Allevare carne bovina senza impattare sull’ambiente. È l’obiettivo raggiunto in Brasile nel 2020 attraverso il Carbon Neutral Beef, un progetto sviluppato da Embrapa, società di ricerca agricola affiliata al ministero dell’Agricoltura nazionale. Piantando centinaia di alberi di eucalipto nelle zone di pascolo dei bovini, si sono riuscite a intrappolare le emissioni di metano prodotte quotidianamente dagli animali.
Brasile, primo esportatore di carne bovina
Come riporta Bbc Future, il Brasile costituisce il principale esportatore mondiale di carne bovina – cibo ad alto contenuto di carbonio – soddisfacendo quasi il 20 per cento del fabbisogno globale (si stima che oggi ne vengano prodotte 72 milioni di tonnellate all’anno). Una simile mole ha un inevitabile riflesso della medaglia. Ogni mucca, infatti, produce annualmente tra i 70 e i 120 chilogrammi di metano, potente gas serra che intrappola il calore nell’atmosfera. Essendo il paese affetto anche da una massiccia attività di deforestazione, gli esperti sudamericani hanno realizzato un progetto capace di ridurre le emissioni e, al contempo, aumentare il numero degli alberi.
Per risultati ottimali servono 350 alberi per ettaro
Gli scienziati ritengono che il numero ottimale di piante per ettaro oscilli tra le 250 e le 350. In una simile quantità, gli eucalipto svolgono al meglio il loro compito e rimangono sostenibili economicamente per le aziende agricole brasiliane. Producono, inoltre, 25 metri cubi di legno per ettaro all’anno. Gli alberi intrappolano fino a cinque tonnellate di carbonio (elemento chimico contenuto nel metano), l’equivalente delle emissioni di dodici bovini adulti. Piantati a distanza di due metri, occupano una porzione pari al 15 per cento di ogni ettaro.
Il team, guidato da Roberto Giolo de Almeida, ha scoperto che i campi, così organizzati, possono sostenere fino al doppio del bestiame. Le mucche, inoltre, ingrassano più velocemente: oltre a una migliore alimentazione, trovano sollievo nell’ombra offerta dalla vegetazione, che permette loro di sfuggire al caldo intenso. Un animale allevato in un simile pascolo può raggiungere i 250 chilogrammi di peso nell’arco di due anni. Ciò incrementa la produttività del 30 per cento rispetto al normale. Ne deriva, poi, che le mucche, trascorrendo meno tempo al pascolo prima della macellazione, emettono minori quantità di metano.
La riconversione degli alberi più vecchi
Anche gli alberi avranno un ricambio frequente.

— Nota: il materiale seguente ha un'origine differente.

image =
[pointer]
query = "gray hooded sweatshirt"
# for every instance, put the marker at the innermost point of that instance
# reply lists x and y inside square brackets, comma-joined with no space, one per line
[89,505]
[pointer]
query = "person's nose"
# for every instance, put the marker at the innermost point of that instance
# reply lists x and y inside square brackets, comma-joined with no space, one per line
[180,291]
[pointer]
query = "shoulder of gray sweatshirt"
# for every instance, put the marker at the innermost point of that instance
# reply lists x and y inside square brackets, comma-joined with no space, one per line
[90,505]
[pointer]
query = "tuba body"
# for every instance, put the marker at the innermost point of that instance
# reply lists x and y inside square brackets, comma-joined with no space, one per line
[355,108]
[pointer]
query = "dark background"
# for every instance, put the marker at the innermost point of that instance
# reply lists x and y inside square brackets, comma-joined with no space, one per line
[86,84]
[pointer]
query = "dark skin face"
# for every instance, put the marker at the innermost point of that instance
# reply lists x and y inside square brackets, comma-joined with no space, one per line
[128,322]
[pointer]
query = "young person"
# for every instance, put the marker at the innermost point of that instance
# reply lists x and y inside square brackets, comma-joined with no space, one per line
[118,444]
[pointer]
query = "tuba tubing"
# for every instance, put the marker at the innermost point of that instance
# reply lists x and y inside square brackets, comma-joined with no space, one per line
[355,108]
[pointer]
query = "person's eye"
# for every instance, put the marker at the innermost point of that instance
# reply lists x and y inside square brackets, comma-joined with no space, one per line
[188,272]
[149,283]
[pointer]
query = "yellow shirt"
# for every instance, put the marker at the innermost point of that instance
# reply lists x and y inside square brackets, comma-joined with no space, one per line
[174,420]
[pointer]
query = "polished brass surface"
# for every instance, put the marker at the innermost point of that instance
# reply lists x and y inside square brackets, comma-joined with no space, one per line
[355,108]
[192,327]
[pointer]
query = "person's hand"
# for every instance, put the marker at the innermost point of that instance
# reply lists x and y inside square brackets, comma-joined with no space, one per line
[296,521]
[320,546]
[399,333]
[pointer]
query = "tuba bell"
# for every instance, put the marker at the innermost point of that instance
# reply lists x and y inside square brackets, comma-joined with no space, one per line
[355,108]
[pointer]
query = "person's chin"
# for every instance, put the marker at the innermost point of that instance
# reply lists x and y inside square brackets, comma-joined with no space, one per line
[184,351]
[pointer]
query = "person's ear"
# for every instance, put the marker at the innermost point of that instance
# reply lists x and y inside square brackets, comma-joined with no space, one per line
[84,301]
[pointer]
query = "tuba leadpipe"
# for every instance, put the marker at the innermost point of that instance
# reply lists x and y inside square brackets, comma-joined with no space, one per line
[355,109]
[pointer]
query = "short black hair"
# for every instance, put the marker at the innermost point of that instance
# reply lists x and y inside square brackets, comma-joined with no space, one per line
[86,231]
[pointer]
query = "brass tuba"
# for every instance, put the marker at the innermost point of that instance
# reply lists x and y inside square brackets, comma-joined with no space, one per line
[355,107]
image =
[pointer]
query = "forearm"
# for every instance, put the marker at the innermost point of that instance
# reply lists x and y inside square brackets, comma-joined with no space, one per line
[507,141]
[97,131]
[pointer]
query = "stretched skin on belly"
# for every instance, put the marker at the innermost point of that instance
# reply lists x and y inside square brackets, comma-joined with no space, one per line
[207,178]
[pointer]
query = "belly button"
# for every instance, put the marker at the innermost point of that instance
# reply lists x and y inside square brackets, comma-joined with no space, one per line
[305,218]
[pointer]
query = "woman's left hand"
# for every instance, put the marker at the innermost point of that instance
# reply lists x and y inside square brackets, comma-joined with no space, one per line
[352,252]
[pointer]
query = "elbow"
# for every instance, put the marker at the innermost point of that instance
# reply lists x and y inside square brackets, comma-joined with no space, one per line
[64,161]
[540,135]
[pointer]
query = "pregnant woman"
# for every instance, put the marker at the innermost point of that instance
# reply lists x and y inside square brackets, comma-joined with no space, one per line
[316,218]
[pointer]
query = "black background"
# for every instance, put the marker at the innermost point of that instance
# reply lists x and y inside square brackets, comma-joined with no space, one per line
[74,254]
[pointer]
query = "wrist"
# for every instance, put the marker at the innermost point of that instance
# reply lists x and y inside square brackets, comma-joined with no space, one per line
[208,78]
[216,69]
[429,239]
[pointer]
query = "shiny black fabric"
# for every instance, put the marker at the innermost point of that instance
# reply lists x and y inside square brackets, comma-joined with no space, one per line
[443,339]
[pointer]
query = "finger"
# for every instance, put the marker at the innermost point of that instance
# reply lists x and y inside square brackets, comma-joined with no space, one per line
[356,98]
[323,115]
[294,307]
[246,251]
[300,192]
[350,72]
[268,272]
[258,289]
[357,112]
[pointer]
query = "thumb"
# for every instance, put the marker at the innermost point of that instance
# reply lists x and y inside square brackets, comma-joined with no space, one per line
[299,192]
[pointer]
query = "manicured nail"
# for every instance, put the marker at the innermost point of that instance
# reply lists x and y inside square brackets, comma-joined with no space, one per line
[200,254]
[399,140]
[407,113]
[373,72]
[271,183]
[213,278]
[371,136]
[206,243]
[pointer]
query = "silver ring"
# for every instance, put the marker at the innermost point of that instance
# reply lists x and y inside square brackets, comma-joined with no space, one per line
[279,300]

La crescita rapida della pianta di origini australiane consente l’abbattimento degli esemplari più vecchi – destinando il legname per la costruzione di case e mobilio – e la sostituzione con altra vegetazione più giovane. «Sfruttando il legname nell’edilizia, due terzi del carbonio intrappolati dall’eucalipto rimarranno lontani dall’atmosfera per centinaia di anni», afferma Richard Eckard, professore di agricoltura sostenibile presso l’Università di Melbourne.
Non solo alberi di eucalipto, in futuro il pino brasiliano
Non solo eucalipto comunque. Un progetto chiamato Native Carbon Stamp sta indagando sulla possibilità che altri alberi possano un giorno essere utilizzati allo stesso modo. E nel sud dello Stato, un esperimento in corso mira a sfruttare l’Araucaria angustifolia (pino brasiliano). «La combinazione fra animali e alberi non ha una sola ricetta», afferma l’agronoma Claudete Reisdorfer Lang, professoressa all’Università Federale di Paraná, in Brasile, che guida l’esperimento sul pino. «Dipende tutto dall’integrazione tra colture, alberi e animali, nonché dal modo in cui le stesse si integrano fra loro». Tra i vantaggi, ci sarebbe anche «la rotazione delle colture e la limitazione degli input chimici sul raccolto», come spiega Julie Ryschawy dell’Istituto Nazionale Francese di Agronomia. «Presenta diversi vantaggi, in quanto sostiene la biodiversità e limita le malattie del bestiame».
Una strada ancora lunga da percorrere
Tuttavia, ci sono alcuni ostacoli da superare prima che i sistemi ibridi come quelli usati da Embrapa possano prendere decisamente piede, inclusa la resistenza degli agricoltori. «Molti di loro sono specializzati in monocolture, redditizie a breve termine, ma insostenibili nel lungo periodo», dice ancora Lang. Come sostiene Edegar de Oliveira Rosa, direttore della conservazione e ripristino degli ecosistemi del Wwf-Brasile, si tratta di una «sfida enorme», in quanto bisogna considerare i costi iniziali, che il settore dell’allevamento potrebbe essere riluttante ad assumersi.